Le succès des musées de la marine
Les musées de la marine rencontrent toujours un incontestable succès auprès du public, et le modérateur a d’ailleurs rappelé très opportunément l’historique de cet engouement. En effet, plusieurs dates ont marqué, pendant la période contemporaine, l’intérêt pour ce domaine maritime, à commencer par le discours de Jack Lang de 1981, comme ministre de la culture, le colloque estuaires tenu à Nantes en 1992 et enfin la dernières présentation de Patrick Louvier, Neptune au musée.
Le paradoxe, malgré cet engouement existe pourtant, puisque plusieurs projets ont été remis en cause récemment, malgré la tenue du sommet des océans à Brest en 2022. On notera l’abandon du projet phares et balises par exemple. Les trois intervenants ont une expérience particulière concernant la muséographie autour de la mer, à commencer par Hélène Richard, représentant l’Académie de marine, et qui a été en charge de la très grande exposition tenue à Paris en 2004 et à Brest en 2005, « la mer, terreur et fascination ».
Caroline Le Mao, Maître de conférences à l’université de Bordeaux, a travaillé sur les fournisseurs de la marine de guerre sous le règne de Louis XIV, mais elle est surtout en charge actuellement de la dimension historique du musée Mer / Marine, un musée privé, ce qui est quand même assez important à souligner. Enfin Philippe Sartori est conservatoire du patrimoine est en charge de la préparation du grand projet de musée maritime de Saint-Malo.
Avant de donner la parole à ces intervenants, le modérateur, Vincent BOUAT-FERLIER, conservateur en chef du patrimoine, au musée national de la Marine fermée depuis 2017, mais qui devrait réouvrir en 2023.
Le premier musée de la marine a été créé en 1827 dans des salles du musée du Louvre où il est resté jusqu’en 1937. Pendant une brève période à partir d’un projet du directoire, des collections ont été installées à l’hôtel de la Marine. Le musée qui a ouvert au palais de Chaillot en 1827 s’inscrit dans une volonté politique de la restauration visant à réaffirmer le renouveau de la marine de guerre française. Ce musée « très politique » faisait d’ailleurs l’impasse sur la période de la révolution et de l’empire. Celle-ci n’a pas été marquée par de grandes réussites navales françaises, lorsque l’on pense Aboukir et à Trafalgar.

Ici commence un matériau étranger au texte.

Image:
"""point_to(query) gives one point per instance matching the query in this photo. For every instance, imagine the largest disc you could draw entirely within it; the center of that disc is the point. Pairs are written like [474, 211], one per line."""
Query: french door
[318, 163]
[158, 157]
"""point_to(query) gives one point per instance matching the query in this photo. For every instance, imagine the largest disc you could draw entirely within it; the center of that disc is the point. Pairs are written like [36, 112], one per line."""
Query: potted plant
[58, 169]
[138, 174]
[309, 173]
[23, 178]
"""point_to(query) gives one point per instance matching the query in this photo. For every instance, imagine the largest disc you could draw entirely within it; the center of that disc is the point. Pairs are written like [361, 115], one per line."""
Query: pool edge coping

Ce musée avait pour vocation la présentation de collections au public, mais également l’instruction des officiers de marine.
La bataille de navarin qui aboutit à la destruction de la flotte turque le 20 octobre 1827 s’est déroulé dans le contexte du soutien des Européens au mouvement d’indépendance de la Grèce, alors vassale de l’empire ottoman.

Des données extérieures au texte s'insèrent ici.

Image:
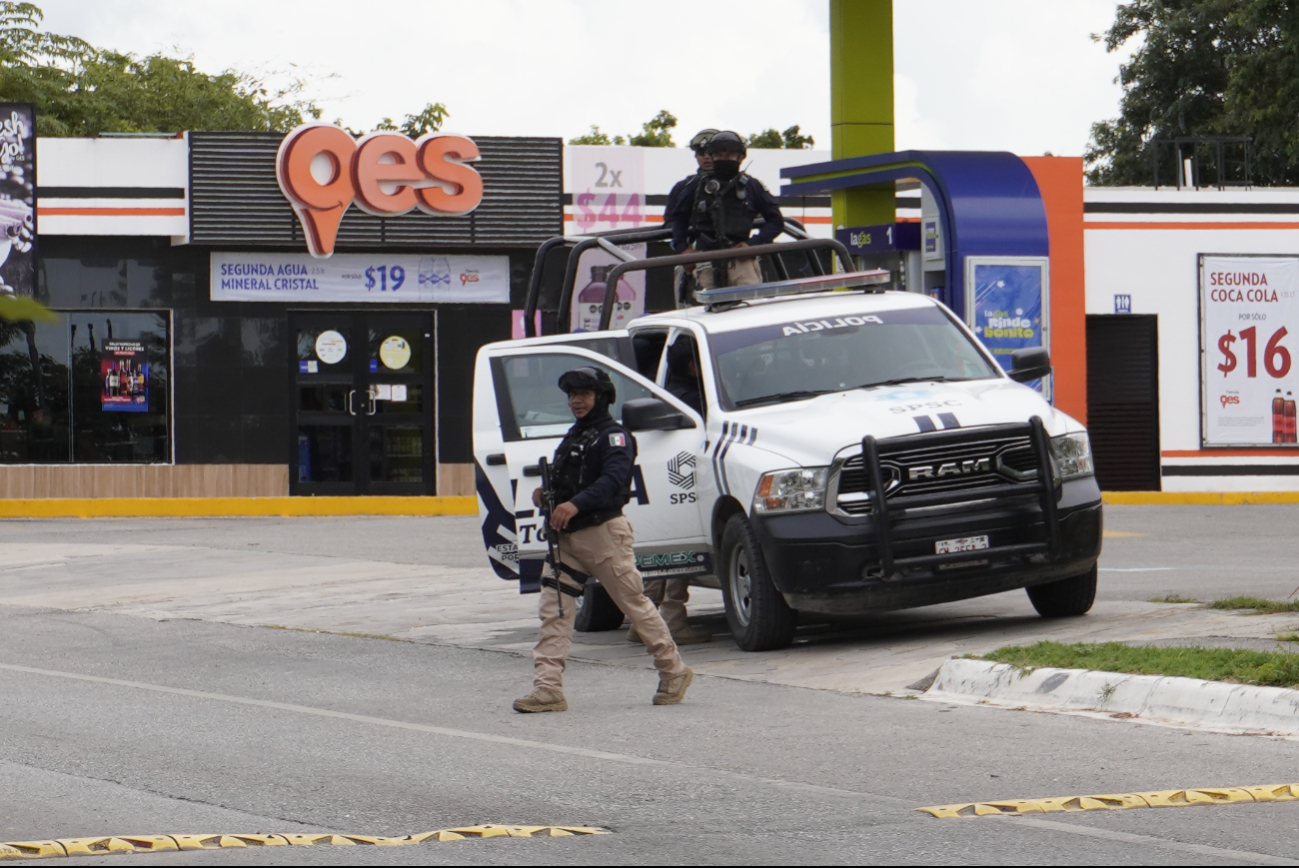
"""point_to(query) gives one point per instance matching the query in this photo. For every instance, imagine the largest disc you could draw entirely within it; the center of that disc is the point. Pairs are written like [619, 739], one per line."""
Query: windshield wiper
[782, 396]
[899, 381]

Hélène Richard a rappelé qu’il existe toujours une présentation virtuelle de l’exposition de 2004, en ligne, qui montre le choix particulièrement audacieux de sortir des routes tracées, à défaut des sentiers battus, pour parler de la mer.
Pour ce qui concerne cette exposition, il a fallu faire des choix difficiles, en raison du fonds documentaire considérable dont dispose la BNF, avec notamment la première collection de portulans du monde.
Pour ce qui concerne le musée de Saint-Malo, Philippe Sartori rappelait toute l’importance pour la cité des corsaires, de ce patrimoine. Le projet a été développé à partir de 2007, il concerne très directement la population de cette cité de 50 000 habitants, qui a voulu associer son histoire maritime à son patrimoine, des 1827. Le projet semblerait s’orienter vers un musée hybride qui associerait la dimension historique mais également sociétale.
Pour ce qui concerne le musée mer/marine de Bordeaux, qui doit beaucoup au mécénat de Norbert Fradin, et qui a été inauguré en 2019, Caroline le Mao qui a construit le parcours historique s’est retrouvé en terrain quasiment vierge, avec tout à inventer. Le musée est sorti de terre à partir d’un nouveau bâtiment, avec une scénographie originale, est une architecture d’avant-garde qui s’inscrit dans le paysage de la cité.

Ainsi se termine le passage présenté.